I was fortunate to attend a training about Cortana Intelligence Suite and SQL Data warehouse at Microsoft Paris. The training covered a series of modules on the field of Data Science + Azure SQL Data Warehousing.
As a BI specialist, I became interested in the SQL Data Warehousing part and plunged into the fantastic world of Azure Data Warehouse (ADW) in the last days.
In this article, I would like to talk about two concepts in Azure SQL Data warehouse : MPP & distribution. These concepts define how your data is distributed and processed in parallel:
1 - Massively Parallel Processing (MPP)
Let's start with the general architecture of Azure SQL Data warehouse.
Conceptually, you have a control node on which all applications and connections interact, each interacts with a multitude of compute nodes.
The control node retrieves the input request and then analyzes it before sending it to the compute nodes. Calculation nodes run the query on their databases and return the results to the control node that collects these results.
The data is stored in Azure Blob storage and is not attached to the compute nodes. That's why you can do the scale out, scale in or even suspend you ADW quickly without losing any data.
ADW splits data between 60 databases. All the time, regardless of what you do. It is a constant.
Knowing that you can change the number of compute nodes indirectly by requesting more Data Warehouse Unit (DWU) on your instance of ADW.
ADW databases implicitly pool on the compute nodes. It is quite easy, now that you know that there are 60, to deduce the number of compute nodes from the DWU using the following table :
|DWU||# Compute Nodes||# DB per node|
2 - Distribution
Note that the data load in ADW is stored in 60 databases. What data is stored in which database?
Normally, with a simple SELECT query on a table and distributed data uniformly, you should not worry about it, right? The query will be sent to the compute nodes, they will query on each database, and the result will be merged together by the control node.
However, once you start attaching data from multiple tables, ADW will have to do Data Movement, in other words it will swap data around one database to another in order to join the data. It is impossible to avoid this operation in general, but you should try to minimize it for better performance.
The location of the data is controlled by the distribution attribute of your tables. By default, tables are distributed in round robin mode : data goes first to database 1 then 2 then 3...
You can control where your data goes by using the hash distribution method. Using this method, you can specify when creating your table, that you want to use the hash algorithm and column to use. This ensures that the data rows with same hash column value will be in the same table. However, it does not guarantee that a column value of two hashes will end up in the same databases.
So, let's look at a simple example of a table distributed in round-robin:
CREATE TABLE [dbo] .DimProduct (ProductID INT NOT NULL, ProductName VARCHAR (50) NOT NULL, Price DECIMAL (5,2) NOT NULL, CategoryID INT NOT NULL) WITH (CLUSTERED COLUMNSTORE INDEX, DISTRIBUTION = ROUND_ROBIN)
And now with a hash algorithm:
CREATE TABLE [dbo] .DimProduct (ProductID INT NOT NULL, ProductName VARCHAR (50) NOT NULL, Price DECIMAL (5,2) NOT NULL, CategoryID INT NOT NULL) WITH (CLUSTERED COLUMNSTORE INDEX, DISTRIBUTION = HASH (CategoryID))
In this part, we specified that the hash is taken from the CategoryID column.
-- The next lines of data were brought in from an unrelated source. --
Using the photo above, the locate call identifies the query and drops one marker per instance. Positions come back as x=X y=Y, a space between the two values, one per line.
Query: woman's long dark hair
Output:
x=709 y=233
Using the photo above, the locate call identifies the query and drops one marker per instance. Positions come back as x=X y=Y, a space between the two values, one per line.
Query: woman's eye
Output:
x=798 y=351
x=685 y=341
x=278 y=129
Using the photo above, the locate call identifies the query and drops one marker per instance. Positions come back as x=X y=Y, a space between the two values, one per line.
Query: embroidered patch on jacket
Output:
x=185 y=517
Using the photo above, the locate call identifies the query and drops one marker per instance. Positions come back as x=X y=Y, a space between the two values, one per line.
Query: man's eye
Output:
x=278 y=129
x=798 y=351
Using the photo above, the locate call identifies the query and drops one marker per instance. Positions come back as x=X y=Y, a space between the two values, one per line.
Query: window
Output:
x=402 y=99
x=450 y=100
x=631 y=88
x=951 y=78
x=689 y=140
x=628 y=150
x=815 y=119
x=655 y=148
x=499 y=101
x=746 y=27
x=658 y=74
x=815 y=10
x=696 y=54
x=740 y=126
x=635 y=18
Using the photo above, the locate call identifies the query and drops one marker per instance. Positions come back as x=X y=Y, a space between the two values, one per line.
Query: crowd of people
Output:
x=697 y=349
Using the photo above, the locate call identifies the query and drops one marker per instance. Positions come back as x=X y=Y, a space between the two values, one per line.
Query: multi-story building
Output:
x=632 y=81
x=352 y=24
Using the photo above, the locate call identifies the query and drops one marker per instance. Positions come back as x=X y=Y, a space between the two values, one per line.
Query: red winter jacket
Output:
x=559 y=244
As all products of the same category will be stored in the same database.
So what did we gain by making sure that the products of the same categories are stored in the same DB?
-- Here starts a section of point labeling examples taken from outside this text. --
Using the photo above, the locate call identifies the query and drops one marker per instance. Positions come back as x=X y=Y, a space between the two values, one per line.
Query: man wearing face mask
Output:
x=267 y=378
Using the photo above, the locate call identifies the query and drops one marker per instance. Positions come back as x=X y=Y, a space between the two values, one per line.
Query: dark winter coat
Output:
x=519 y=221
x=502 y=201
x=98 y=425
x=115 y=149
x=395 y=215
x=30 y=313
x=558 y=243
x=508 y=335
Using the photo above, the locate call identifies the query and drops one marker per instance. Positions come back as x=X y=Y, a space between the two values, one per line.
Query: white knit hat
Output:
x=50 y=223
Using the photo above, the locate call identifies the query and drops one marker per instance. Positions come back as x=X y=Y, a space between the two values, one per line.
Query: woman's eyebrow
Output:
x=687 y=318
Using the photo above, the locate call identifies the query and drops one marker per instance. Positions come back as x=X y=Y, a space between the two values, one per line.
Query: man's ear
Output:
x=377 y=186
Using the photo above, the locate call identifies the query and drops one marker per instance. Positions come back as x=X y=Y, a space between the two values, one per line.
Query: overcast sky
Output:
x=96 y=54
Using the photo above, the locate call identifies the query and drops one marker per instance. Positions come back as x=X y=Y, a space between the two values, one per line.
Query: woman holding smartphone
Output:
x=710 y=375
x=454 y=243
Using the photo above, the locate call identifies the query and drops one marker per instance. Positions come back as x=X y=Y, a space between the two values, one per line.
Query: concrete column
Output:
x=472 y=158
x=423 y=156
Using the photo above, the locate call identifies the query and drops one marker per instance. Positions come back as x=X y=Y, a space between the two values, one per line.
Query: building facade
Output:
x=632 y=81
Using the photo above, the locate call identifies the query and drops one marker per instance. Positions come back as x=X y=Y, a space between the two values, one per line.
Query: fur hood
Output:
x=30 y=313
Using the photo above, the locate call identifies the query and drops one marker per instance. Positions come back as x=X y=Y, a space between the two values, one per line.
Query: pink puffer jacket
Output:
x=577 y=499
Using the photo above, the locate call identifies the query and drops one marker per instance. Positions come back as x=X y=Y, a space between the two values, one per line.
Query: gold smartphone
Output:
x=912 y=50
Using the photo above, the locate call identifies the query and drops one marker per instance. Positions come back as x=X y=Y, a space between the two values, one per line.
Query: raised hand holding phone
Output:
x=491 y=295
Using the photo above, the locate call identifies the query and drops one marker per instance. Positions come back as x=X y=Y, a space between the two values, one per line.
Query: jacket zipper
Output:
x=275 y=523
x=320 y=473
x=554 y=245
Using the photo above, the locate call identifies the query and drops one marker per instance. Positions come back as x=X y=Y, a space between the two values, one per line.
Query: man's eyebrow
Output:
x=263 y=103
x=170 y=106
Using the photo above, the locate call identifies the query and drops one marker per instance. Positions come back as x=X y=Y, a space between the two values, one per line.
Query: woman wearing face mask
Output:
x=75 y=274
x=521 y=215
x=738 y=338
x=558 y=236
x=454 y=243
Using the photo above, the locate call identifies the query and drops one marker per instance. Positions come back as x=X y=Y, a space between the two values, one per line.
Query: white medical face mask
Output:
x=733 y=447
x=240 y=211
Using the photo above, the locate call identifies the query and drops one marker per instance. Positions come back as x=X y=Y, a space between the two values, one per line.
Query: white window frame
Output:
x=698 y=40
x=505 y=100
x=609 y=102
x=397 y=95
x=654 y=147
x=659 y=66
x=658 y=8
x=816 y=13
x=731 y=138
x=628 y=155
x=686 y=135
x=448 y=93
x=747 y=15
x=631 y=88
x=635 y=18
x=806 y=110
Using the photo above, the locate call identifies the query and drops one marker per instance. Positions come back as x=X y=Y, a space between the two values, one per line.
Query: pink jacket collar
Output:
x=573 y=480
If we want to get the sum of the number of products per category, we can now do it without data movement because we are sure that the rows for a given category will all be in the same database.
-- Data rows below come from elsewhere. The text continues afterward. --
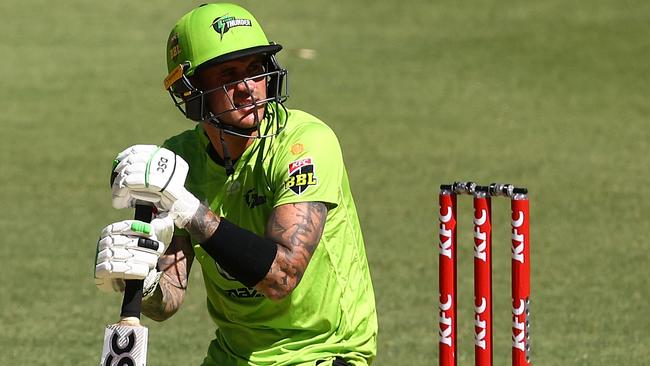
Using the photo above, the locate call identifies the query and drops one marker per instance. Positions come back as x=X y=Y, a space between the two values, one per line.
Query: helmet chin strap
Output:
x=227 y=160
x=235 y=131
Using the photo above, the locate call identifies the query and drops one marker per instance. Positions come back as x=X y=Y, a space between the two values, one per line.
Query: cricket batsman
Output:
x=258 y=194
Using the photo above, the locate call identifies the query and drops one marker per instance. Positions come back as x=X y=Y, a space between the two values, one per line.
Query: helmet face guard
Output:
x=213 y=34
x=192 y=102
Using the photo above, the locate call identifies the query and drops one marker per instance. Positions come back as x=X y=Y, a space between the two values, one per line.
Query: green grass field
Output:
x=552 y=95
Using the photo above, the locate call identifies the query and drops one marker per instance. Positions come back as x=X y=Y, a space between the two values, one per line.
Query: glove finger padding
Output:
x=157 y=175
x=130 y=249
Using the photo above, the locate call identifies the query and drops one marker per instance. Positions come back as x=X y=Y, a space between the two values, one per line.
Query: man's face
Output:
x=232 y=92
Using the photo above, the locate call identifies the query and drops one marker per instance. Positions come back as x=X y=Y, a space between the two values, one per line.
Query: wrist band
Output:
x=243 y=254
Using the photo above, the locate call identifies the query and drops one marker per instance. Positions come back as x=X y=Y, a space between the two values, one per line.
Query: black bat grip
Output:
x=132 y=301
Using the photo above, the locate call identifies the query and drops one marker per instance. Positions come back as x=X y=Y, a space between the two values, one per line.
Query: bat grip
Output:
x=132 y=301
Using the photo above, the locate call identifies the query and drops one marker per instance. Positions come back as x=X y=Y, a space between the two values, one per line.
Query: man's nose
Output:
x=246 y=85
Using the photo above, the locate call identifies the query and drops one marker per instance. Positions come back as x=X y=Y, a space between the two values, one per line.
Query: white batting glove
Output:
x=154 y=174
x=129 y=250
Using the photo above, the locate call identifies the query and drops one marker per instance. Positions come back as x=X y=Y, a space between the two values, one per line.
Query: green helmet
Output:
x=214 y=33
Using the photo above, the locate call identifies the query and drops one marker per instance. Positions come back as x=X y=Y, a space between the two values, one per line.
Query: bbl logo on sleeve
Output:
x=301 y=176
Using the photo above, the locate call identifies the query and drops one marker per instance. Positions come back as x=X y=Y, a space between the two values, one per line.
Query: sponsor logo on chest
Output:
x=302 y=175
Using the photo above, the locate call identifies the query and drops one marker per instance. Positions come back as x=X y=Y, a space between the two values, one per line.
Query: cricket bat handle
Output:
x=132 y=301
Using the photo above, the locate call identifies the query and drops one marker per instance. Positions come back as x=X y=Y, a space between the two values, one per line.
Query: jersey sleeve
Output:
x=309 y=167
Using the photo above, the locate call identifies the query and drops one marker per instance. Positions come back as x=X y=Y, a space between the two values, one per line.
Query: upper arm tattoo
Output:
x=296 y=228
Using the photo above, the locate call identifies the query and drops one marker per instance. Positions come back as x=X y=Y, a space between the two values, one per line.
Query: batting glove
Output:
x=129 y=250
x=154 y=174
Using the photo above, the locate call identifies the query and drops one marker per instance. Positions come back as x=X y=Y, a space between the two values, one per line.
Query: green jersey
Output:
x=332 y=311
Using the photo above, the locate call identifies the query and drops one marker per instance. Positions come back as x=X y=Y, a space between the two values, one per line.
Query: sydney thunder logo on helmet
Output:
x=224 y=23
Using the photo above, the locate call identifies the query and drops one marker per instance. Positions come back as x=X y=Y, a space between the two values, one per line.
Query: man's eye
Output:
x=256 y=69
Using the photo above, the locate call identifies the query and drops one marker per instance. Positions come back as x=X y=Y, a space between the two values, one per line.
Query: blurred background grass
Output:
x=551 y=95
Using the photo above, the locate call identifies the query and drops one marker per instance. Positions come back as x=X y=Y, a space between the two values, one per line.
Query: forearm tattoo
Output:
x=175 y=265
x=203 y=224
x=296 y=229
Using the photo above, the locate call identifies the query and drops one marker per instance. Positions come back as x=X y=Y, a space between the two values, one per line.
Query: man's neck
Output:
x=236 y=145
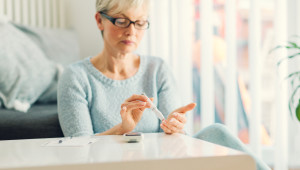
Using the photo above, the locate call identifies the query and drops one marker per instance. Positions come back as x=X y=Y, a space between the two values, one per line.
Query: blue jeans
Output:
x=219 y=134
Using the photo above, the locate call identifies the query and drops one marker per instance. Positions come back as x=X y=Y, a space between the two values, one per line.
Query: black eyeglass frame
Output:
x=113 y=20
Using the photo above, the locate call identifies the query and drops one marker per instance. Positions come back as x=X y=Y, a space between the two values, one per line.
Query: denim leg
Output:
x=219 y=134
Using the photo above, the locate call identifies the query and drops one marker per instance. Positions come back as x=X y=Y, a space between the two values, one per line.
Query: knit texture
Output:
x=89 y=102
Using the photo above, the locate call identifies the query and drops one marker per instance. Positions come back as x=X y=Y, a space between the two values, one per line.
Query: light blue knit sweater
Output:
x=89 y=102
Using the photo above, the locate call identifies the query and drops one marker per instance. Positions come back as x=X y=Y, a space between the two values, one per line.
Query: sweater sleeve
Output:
x=73 y=109
x=168 y=96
Additionally, if we want to attach data from another table to CategoryID, this join may occur "locally" if the other table has a hash distribution on the CategoryID. You have to think about the type of queries you are going to have and also make sure that the data will be distributed uniformly.
It is recommended that you use distribution control on columns that are not updated and distribute the data uniformly, avoiding data bias in order to minimize the movement of data.
In this article, I tried to explain the different ways your data is distributed aroundAzure Data Warehouse (ADW).
I hope these explanations will be useful to you on your projects and This gives you a clear picture of how compute nodes access your data and how you can control their distribution.